Staff Spotlight: Women in Construction - Megan Finch, Project Manager
Twenty-eight-year-old Megan Finch is walking a construction site on a crisp December morning. She's giving Hazeldale Elementary School Principal Angela Tran a tour, helping her imagine what the new school will look like.
Megan is the Beaverton School District Project Manager for the rebuild of Hazeldale Elementary School. It's her job to ensure the school is finished in time for the 2018-2019 school year. That's a lot of responsibility. What's even more remarkable? This isn't the first school she's built.
Being young and female in the construction industry posed its challenges, especially early in Megan's career. Megan recalls her first major project building a supermarket in the Seattle area. "All of the subcontractors knew my role, but they could never remember my name. So they would just call me any random girl's name." She took it in stride. "People may look at you and make snap judgements because that's how people are. But once you work with them, they realize that you work hard and do a good job."
Megan grew up in a small, rural town in California. Always strong in math and science, she really enjoyed taking drafting in high school. When it came time to choose where to go to college, she picked Washington State University in Pullman for its Architectural Studies program. After college, Megan moved to Portland and was hired as a project engineer. After working on tenant improvements for 6-8 months, she worked on the supermarket project in Seattle. "That was my real trial by fire," says Megan. "I was pretty green."
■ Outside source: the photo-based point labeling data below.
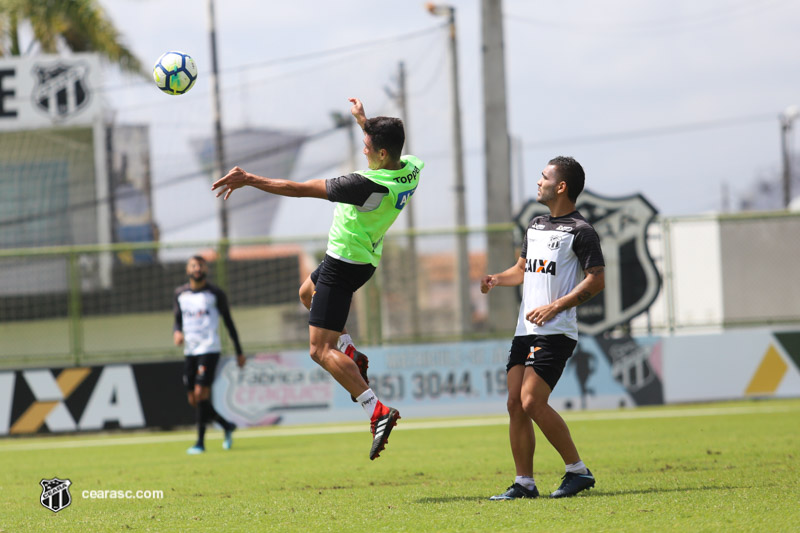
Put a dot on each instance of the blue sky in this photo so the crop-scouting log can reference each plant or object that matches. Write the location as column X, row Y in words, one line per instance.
column 672, row 99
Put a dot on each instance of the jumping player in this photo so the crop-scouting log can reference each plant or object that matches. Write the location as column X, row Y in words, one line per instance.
column 367, row 203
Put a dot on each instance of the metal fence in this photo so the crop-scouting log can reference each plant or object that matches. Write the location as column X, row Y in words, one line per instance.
column 92, row 304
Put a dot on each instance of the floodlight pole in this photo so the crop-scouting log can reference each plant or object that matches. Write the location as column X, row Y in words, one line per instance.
column 787, row 119
column 464, row 311
column 219, row 144
column 503, row 305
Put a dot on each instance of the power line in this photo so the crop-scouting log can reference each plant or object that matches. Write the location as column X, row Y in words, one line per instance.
column 655, row 132
column 702, row 20
column 635, row 134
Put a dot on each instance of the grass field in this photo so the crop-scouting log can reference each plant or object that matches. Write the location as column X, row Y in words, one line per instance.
column 714, row 467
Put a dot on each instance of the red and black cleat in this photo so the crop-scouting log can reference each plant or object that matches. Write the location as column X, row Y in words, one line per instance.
column 381, row 426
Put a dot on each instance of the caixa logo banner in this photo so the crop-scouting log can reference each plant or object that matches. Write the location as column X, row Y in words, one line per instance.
column 45, row 400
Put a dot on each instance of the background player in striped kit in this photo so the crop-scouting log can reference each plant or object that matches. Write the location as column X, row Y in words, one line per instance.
column 561, row 266
column 198, row 306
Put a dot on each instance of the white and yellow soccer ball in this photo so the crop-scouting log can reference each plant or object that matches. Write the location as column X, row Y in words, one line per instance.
column 175, row 73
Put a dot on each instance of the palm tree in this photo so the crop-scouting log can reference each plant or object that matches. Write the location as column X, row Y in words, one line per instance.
column 81, row 25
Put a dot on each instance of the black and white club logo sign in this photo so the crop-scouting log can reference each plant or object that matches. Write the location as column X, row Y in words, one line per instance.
column 55, row 494
column 61, row 89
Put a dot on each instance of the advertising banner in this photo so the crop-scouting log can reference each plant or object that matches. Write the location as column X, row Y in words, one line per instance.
column 421, row 381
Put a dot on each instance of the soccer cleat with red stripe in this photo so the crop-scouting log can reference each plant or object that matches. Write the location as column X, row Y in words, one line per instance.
column 381, row 426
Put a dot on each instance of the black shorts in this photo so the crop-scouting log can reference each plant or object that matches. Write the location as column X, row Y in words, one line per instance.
column 547, row 354
column 199, row 370
column 335, row 281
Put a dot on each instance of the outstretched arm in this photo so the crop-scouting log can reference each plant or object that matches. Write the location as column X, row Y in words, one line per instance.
column 238, row 177
column 510, row 277
column 589, row 287
column 358, row 111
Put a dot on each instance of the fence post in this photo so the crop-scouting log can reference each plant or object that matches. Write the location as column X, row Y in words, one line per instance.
column 74, row 307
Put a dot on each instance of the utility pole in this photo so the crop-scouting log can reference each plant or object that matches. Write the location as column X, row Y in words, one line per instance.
column 464, row 311
column 413, row 294
column 219, row 144
column 503, row 304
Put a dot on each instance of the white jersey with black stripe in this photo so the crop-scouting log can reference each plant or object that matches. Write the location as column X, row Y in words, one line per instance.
column 557, row 251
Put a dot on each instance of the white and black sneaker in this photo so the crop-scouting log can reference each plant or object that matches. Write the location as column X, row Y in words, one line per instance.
column 381, row 426
column 572, row 484
column 515, row 492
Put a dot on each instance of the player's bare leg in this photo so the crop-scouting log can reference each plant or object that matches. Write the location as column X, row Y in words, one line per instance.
column 522, row 438
column 344, row 343
column 345, row 371
column 520, row 427
column 535, row 397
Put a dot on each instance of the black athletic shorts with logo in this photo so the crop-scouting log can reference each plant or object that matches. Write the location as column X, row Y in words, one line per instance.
column 199, row 370
column 335, row 281
column 547, row 354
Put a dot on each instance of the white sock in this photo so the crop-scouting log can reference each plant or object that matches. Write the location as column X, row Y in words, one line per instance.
column 577, row 468
column 525, row 481
column 344, row 341
column 368, row 402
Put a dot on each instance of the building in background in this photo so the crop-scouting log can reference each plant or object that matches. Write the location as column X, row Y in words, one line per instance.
column 262, row 151
column 131, row 191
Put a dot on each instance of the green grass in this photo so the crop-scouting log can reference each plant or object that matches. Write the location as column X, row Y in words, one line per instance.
column 720, row 467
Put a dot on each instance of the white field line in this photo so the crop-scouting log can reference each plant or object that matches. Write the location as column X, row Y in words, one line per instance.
column 48, row 443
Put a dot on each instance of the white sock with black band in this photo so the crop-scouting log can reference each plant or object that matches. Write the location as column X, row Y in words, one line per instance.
column 368, row 402
column 577, row 468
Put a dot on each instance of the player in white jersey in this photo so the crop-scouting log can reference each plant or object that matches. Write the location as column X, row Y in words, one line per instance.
column 561, row 266
column 198, row 306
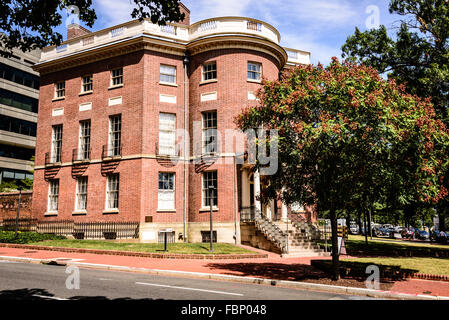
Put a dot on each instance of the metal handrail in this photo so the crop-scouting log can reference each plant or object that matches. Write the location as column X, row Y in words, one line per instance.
column 78, row 155
column 107, row 152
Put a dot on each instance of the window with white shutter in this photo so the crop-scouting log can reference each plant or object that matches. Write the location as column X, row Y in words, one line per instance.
column 166, row 192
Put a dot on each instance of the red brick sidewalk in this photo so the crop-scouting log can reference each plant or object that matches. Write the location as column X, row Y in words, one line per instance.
column 273, row 267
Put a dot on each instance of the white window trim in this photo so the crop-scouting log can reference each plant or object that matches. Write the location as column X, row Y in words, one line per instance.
column 167, row 191
column 107, row 208
column 167, row 131
column 49, row 209
column 111, row 83
column 260, row 73
column 166, row 82
column 203, row 198
column 91, row 83
column 80, row 139
column 56, row 90
column 203, row 131
column 203, row 73
column 77, row 209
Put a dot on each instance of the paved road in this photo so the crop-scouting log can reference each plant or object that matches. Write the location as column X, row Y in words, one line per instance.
column 36, row 281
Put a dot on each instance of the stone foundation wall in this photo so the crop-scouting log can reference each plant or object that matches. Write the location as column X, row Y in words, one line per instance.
column 9, row 202
column 252, row 237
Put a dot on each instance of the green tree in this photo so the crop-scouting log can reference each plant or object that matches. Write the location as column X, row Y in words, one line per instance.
column 416, row 55
column 345, row 135
column 30, row 24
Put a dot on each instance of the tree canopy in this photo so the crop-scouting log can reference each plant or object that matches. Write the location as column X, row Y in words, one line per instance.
column 416, row 55
column 30, row 24
column 347, row 137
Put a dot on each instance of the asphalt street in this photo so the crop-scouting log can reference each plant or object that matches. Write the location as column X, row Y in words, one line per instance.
column 24, row 281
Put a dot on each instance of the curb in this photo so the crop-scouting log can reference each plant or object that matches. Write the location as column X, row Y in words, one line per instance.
column 248, row 280
column 139, row 254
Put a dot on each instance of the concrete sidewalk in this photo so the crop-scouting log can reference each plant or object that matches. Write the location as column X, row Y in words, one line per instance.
column 274, row 270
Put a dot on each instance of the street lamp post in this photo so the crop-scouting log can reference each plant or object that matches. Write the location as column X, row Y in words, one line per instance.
column 211, row 193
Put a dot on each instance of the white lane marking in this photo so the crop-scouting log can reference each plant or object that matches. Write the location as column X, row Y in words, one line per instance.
column 192, row 289
column 47, row 297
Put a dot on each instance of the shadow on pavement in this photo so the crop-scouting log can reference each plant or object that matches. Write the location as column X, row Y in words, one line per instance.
column 43, row 295
column 293, row 272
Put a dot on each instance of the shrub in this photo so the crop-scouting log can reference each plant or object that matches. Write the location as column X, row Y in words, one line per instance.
column 26, row 237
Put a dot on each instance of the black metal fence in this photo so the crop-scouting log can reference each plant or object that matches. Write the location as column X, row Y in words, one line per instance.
column 79, row 230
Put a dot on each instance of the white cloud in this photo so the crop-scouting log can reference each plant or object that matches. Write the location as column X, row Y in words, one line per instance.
column 320, row 51
column 204, row 9
column 113, row 12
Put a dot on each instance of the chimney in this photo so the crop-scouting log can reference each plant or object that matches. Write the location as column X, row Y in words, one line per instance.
column 74, row 30
column 186, row 11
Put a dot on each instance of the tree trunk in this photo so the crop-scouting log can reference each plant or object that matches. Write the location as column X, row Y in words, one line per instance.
column 441, row 217
column 369, row 225
column 348, row 222
column 365, row 227
column 359, row 221
column 335, row 253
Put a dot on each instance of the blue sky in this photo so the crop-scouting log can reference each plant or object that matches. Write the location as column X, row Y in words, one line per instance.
column 318, row 26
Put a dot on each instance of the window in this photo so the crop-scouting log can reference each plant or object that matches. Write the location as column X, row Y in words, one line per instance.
column 81, row 194
column 60, row 90
column 209, row 179
column 166, row 193
column 210, row 71
column 210, row 132
column 167, row 134
column 117, row 77
column 9, row 151
column 56, row 144
column 112, row 188
column 17, row 100
column 115, row 128
column 168, row 74
column 254, row 71
column 53, row 194
column 84, row 145
column 87, row 83
column 17, row 125
column 18, row 76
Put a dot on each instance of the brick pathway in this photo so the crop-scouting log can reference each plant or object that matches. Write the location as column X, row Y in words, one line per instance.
column 273, row 267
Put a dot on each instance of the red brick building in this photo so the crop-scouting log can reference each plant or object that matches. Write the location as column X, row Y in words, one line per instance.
column 112, row 110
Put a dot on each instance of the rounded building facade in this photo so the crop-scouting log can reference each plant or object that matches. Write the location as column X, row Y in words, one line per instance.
column 155, row 127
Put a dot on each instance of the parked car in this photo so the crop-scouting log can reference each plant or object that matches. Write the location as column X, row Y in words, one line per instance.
column 385, row 231
column 421, row 234
column 440, row 236
column 408, row 233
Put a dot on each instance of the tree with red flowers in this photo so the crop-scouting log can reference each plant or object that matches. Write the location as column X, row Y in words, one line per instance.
column 347, row 139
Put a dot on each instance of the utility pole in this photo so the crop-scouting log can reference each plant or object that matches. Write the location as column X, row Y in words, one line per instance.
column 18, row 212
column 211, row 193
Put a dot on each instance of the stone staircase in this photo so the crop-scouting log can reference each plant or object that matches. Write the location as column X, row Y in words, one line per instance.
column 300, row 237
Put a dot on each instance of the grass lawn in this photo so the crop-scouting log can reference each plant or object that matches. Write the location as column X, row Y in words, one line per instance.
column 422, row 265
column 186, row 248
column 394, row 252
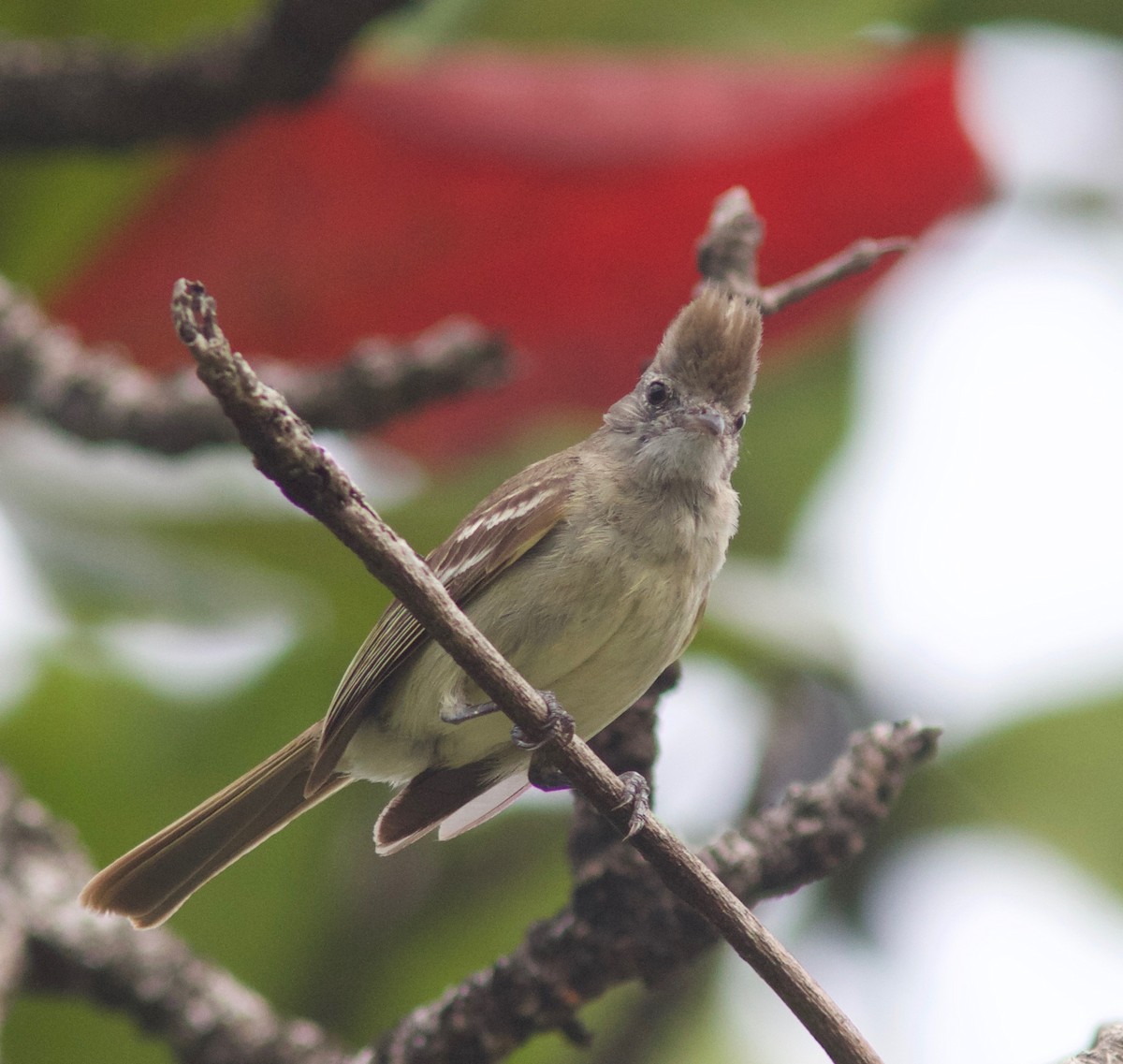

Megan was hired as a project coordinator for the Beaverton School District in the Fall of 2014. She worked on several smaller projects and was scheduled to be the project coordinator for the rebuild of Vose Elementary School when two project manager positions came open. Megan was promoted to project manager for Vose.
When asked what it was like to build an entire school, Megan replies, "You have nothing. You have an idea and then it literally comes out of the ground. There is a lot of technical stuff that makes that happen, but it's a really cool experience to see something go from paper to real life."
Megan has two pieces of advice for young people. "You are not the smartest person in the room," she says. "With construction management, you are the person who ties all the people together. I know a little bit about a lot of things, rather than a lot about one thing. I know just enough to get a conversation going, facilitate communication and solve problems."
Her other words of wisdom, pick something you like and that might lead to something you love. Says Megan, "I thought I was going to be an architect. I am not an architect. I found out that I am probably not suited to be an architect. But it led me to something that I love doing."